Serving the campus of the University of Alabama since 1894

The Crimson White


Serving the campus of the University of Alabama since 1894

The Crimson White

Serving the campus of the University of Alabama since 1894

The Crimson White

Tide Hop, Sept. 1980

Tide Hop, Sept. 1980

This week’s Tide Hop takes a pit stop in the great-y eighties, as we focus on the Sept. 17 issue from 1980. 

Celebrity Appearances: Thirty-six years ago, long before he was the vice president of the United States, Senator Joe Biden was set to speak at The University of Alabama. Though that story would now make front-page news, in 1980, the then senator from Delaware, was merely given a seven-sentence article that was haphazardly placed in the center of page three.

According to the story, Biden would be speaking at 8 p.m. that night, Sept. 17, in the Ferguson Ballroom about “The Political Outlook in the 1980s.” 

Health News: Close your eyes and imagine you’re reading a Crimson White article that starts with, “Close your eyes and imagine you’re blind.” The shaky intro may leave you skeptical, but the extensive feature story details the process of donating your eyes to help the blind and visually impaired.

The story focused on the work of The Alabama Lions Eye Bank in Birmingham that facilitates the donations. It said that the bank was formed in 1970 in cooperation with the Alabama Sight Conservation Association and that transplants were done at centers all over the state.

Featured in the article were accounts of a Mountain Brook High School teacher who had a successful corneal transplant in one eye and was waiting for another, as the body can’t accept two new eyes at one time, and of a UA student, Robin Guice, who decided she wanted to donate her eyes.

“I just felt that my eyes wouldn’t be of any use to me after I was dead, and I think being blind would be awful, so I signed a donor card after I’d thought it out,” Guice said. “My parents flipped, but they’ve finally accepted it.”

Editorials: One editorial in the Sept. 17, 1980 issue sounds similar to many collegiate opinion columns written today. It called on the University to fulfill obligations that the student body felt it should.

A Tuscaloosa fireman had allegedly indecently exposed himself in front of residents of Tutwiler Hall. Students took issue when the University decided it would not assist in the “exoneration, or prosecution of the fireman who allegedly committed the crime.”
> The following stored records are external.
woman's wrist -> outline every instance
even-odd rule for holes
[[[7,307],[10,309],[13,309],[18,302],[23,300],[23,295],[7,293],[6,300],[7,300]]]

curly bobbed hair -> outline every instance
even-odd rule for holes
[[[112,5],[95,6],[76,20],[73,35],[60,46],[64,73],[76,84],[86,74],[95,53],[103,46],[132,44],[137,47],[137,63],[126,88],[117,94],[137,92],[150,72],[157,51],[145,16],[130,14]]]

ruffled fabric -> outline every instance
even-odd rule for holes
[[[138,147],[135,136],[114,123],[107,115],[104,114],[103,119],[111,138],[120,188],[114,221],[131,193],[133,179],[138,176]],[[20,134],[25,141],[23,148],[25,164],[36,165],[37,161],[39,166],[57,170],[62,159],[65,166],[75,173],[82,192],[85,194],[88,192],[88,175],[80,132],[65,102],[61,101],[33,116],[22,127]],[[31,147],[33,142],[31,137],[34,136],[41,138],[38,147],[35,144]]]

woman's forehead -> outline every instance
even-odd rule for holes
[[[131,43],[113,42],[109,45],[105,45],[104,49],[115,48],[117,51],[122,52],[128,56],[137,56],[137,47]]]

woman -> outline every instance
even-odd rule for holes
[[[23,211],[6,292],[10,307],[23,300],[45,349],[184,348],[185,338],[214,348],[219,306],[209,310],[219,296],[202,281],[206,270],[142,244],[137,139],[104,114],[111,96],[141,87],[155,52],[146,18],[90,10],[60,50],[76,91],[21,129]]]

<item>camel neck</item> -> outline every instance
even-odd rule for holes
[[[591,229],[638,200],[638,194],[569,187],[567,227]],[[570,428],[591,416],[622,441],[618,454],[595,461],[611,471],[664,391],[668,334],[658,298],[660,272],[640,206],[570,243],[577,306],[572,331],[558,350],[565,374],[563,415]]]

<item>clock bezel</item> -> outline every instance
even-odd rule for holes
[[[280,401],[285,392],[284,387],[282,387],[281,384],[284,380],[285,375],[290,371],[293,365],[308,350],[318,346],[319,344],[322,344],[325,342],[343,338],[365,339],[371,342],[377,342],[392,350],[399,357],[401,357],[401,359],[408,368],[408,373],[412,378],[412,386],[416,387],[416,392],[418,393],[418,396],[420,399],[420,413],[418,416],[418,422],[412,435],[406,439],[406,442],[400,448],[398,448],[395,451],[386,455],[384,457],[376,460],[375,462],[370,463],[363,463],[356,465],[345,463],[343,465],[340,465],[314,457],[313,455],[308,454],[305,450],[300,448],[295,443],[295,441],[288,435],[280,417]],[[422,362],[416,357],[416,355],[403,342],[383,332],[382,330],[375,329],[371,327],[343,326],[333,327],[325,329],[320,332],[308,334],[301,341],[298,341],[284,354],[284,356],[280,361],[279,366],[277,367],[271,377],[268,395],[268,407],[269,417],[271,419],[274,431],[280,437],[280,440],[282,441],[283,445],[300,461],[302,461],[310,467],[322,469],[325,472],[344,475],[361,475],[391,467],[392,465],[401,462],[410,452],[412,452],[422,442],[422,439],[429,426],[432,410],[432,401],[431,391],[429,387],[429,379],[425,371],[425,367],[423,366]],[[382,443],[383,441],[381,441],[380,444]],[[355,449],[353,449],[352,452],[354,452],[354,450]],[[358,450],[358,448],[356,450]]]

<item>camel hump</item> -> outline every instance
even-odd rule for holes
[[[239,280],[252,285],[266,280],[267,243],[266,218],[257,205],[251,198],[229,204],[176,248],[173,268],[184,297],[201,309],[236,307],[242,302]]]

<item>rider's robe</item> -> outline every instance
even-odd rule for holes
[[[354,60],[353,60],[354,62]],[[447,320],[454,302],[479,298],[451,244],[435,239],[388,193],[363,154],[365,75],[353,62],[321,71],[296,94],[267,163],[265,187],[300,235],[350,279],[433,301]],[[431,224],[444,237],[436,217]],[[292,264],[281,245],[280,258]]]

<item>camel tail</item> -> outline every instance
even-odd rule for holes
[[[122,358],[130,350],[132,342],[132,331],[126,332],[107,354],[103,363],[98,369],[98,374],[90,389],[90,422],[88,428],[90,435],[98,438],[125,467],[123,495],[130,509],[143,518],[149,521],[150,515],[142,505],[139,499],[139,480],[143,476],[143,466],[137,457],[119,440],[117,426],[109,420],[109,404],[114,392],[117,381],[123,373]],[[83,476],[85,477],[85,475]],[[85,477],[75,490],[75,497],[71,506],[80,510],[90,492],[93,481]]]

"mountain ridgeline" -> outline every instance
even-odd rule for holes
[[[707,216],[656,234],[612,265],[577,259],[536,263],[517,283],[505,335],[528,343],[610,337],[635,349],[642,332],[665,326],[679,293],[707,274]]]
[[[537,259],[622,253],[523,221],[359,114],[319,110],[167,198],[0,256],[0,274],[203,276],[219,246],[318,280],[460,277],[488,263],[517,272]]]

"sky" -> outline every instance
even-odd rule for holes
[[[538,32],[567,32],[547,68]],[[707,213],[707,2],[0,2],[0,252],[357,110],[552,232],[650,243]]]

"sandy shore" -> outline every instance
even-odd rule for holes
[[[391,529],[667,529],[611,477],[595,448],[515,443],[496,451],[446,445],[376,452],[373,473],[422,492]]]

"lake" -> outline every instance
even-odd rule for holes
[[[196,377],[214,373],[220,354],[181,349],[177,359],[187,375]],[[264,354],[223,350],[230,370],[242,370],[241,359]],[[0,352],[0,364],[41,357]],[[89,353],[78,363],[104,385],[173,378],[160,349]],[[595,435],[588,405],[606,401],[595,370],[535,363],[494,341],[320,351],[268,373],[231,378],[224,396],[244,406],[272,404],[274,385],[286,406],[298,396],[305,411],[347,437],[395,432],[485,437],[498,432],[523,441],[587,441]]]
The editorial called on the University to fulfill its obligation of enforcing the laws on campus.

“Our university is a traditional campus university…a city in miniature,” the editorial said. “…We expect the University to fulfill most of the obligations a city government must fulfill, and rightly so.”

Sports:  During this week 36 years ago, the Crimson Tide was preparing to play the Ole Miss rebels as well. The headline on the article was “Rebels’ offense could scare anyone.” 

With Chad Kelley leading one of the SEC’s fiercest offenses against the Tide in Oxford this weekend, it seems like hardly much has changed.